Medio 2016 is [gedaagde1] in overleg getreden met [gedaagde3] over het oprichten van een eigen onderneming ( [gedaagde2] ), waarvan [gedaagde1] mede-eigenaar zou worden. CSC beschikt over e-mails daarover. [gedaagde1] en [gedaagde3] hebben afgesproken dat [gedaagde1] , zodra hij zijn arbeidsovereenkomst met [eiser] zou beëindigen, gedurende de looptijd van het met [eiser] overeengekomen concurrentiebeding maandelijks een bedrag van € 15.000,00 van [gedaagde2] / [gedaagde3] zou ontvangen als vergoeding voor te derven inkomsten. Cees Luneburg, Business Manager bij [eiser] heeft verklaard dat [gedaagde1] dit tegen hem heeft gezegd (prod. 77).
[gedaagde1] heeft [gedaagde3] bij e-mail van 25 oktober 2016 een e-mailwisseling van eind oktober 2016 tussen hem en een potentiële opdrachtgever van [eiser] toegezonden (productie 71). Bij e-mail van 31 oktober 2016 heeft hij [gedaagde3] een LinkedIn oproep van één van zijn relaties toegezonden, waarin deze relatie vraagt om Egyptische bemanningsleden voor de koopvaardij. In die e-mail heeft [gedaagde1] [gedaagde3] meegedeeld: “Als je hulp nodig heb hoor ik het graag” (productie 72).

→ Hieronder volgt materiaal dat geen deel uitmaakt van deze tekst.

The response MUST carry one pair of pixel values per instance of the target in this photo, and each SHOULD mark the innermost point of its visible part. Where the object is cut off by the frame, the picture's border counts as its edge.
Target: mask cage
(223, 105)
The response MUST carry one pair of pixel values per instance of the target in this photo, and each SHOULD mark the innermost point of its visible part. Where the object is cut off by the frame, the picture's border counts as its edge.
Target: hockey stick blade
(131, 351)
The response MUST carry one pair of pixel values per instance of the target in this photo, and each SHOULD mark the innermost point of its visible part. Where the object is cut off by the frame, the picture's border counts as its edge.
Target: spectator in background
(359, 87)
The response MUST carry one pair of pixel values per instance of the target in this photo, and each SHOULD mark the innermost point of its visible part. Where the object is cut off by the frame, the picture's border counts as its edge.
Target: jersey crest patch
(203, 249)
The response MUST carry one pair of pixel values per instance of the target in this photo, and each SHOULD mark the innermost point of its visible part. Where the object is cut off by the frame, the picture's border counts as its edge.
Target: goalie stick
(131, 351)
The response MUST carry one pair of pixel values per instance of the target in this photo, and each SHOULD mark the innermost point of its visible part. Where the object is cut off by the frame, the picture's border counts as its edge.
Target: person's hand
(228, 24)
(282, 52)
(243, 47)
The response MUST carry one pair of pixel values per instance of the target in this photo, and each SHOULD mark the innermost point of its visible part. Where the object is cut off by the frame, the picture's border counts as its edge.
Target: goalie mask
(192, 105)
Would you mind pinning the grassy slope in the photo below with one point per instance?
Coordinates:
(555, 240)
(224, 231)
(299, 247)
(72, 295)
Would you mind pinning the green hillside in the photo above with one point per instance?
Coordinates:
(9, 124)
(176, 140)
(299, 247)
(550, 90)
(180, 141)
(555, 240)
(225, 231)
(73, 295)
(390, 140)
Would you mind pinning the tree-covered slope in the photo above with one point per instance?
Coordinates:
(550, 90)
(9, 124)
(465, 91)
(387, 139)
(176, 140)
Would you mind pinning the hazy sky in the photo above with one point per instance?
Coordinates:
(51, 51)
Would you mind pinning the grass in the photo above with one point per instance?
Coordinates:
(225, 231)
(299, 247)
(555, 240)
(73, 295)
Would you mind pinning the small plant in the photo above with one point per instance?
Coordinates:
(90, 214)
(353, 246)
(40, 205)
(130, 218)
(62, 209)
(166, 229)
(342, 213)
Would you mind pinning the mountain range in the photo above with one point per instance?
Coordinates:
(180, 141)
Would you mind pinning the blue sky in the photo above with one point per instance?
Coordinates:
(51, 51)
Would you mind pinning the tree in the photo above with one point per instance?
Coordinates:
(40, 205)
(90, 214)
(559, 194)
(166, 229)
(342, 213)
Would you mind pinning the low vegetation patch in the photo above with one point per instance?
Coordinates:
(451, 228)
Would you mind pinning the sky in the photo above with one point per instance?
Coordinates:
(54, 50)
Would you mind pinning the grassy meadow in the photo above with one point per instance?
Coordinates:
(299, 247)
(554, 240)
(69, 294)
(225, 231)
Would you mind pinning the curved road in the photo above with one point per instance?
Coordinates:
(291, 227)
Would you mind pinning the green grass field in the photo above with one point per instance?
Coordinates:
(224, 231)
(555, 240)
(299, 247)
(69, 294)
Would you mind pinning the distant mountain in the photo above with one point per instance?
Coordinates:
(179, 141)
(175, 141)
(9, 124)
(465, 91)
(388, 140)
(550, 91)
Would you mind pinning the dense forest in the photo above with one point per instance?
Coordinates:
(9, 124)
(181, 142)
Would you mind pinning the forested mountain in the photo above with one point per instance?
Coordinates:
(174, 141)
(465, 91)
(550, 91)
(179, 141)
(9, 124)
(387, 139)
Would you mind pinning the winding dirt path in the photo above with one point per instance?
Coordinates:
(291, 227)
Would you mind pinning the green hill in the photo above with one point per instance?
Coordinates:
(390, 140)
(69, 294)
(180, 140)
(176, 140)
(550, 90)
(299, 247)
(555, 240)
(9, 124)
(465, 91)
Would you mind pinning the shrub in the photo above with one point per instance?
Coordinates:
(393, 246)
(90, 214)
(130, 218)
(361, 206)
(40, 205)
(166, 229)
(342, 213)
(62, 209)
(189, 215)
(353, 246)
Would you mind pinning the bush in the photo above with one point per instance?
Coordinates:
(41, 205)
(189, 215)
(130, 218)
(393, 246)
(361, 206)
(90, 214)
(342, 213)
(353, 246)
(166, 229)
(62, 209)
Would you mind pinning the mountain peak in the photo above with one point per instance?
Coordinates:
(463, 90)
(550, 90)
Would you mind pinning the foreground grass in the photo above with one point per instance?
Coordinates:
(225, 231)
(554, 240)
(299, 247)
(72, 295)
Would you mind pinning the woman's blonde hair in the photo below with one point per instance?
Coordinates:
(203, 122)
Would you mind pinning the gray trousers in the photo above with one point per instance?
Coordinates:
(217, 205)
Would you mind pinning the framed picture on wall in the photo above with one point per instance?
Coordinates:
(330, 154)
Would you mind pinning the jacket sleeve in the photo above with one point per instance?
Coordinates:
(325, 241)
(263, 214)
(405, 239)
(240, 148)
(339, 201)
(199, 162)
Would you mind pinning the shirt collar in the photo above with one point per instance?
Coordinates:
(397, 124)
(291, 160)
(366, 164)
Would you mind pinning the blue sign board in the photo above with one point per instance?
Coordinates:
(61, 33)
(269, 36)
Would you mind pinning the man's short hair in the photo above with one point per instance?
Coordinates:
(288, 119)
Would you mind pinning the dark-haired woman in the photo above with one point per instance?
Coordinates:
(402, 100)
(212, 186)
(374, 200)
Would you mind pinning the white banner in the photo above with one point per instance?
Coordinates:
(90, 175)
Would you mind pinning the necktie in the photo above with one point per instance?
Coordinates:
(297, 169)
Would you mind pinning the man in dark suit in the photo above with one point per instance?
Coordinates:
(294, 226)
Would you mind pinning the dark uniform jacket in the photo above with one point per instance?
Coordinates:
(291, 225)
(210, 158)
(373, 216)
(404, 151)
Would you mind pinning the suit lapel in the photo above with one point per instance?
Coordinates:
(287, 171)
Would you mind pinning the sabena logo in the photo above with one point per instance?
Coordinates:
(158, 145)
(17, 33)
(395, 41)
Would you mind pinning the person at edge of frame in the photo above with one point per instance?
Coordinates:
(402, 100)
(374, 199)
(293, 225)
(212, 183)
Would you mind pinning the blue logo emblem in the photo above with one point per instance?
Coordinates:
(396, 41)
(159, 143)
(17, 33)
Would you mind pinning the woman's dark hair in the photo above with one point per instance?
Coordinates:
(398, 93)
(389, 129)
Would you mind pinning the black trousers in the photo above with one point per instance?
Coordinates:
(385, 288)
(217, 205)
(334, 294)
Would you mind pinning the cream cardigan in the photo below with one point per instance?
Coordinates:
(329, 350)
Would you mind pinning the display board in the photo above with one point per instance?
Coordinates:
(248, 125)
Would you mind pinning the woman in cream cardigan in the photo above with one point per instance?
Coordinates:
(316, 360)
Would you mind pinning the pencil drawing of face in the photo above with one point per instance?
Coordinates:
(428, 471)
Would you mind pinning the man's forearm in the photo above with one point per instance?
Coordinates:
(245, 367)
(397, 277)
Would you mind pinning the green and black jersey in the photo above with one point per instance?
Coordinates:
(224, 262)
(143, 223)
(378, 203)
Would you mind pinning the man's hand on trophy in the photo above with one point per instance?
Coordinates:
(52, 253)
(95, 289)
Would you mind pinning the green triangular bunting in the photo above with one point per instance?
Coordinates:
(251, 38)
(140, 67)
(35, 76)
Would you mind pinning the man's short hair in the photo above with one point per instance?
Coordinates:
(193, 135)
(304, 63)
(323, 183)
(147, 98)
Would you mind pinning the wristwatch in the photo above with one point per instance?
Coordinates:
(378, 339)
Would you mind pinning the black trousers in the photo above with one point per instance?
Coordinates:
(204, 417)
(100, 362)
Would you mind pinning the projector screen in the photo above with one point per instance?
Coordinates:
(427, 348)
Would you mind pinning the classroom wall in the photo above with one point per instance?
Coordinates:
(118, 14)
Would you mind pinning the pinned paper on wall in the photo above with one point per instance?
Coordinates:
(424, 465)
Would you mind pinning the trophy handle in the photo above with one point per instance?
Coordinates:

[gedaagde1] beschikte tijdens zijn dienstverband bij [eiser] over een eigen e-mailaccount van [gedaagde2] ( [emailadres] . Hij heeft vanaf dit account een e-mail met daaronder de signature/digitale handtekening van [gedaagde2] verstuurd (productie 25).
Kort na de toezending van het Excel-bestand door [naam] (zie hiervoor), heeft [naam] ontslag genomen en is hij bij [gedaagde2] in dienst getreden (producties 6 en 7). [gedaagde1] heeft er voor gezorgd dat het concurrentiebeding van [naam] werd beperkt, waardoor die indiensttreding mogelijk was (productie 5). Naast [naam] heeft [gedaagde1] tijdens zijn dienstverband Luneburg benaderd om over te stappen naar [gedaagde2] (productie 79).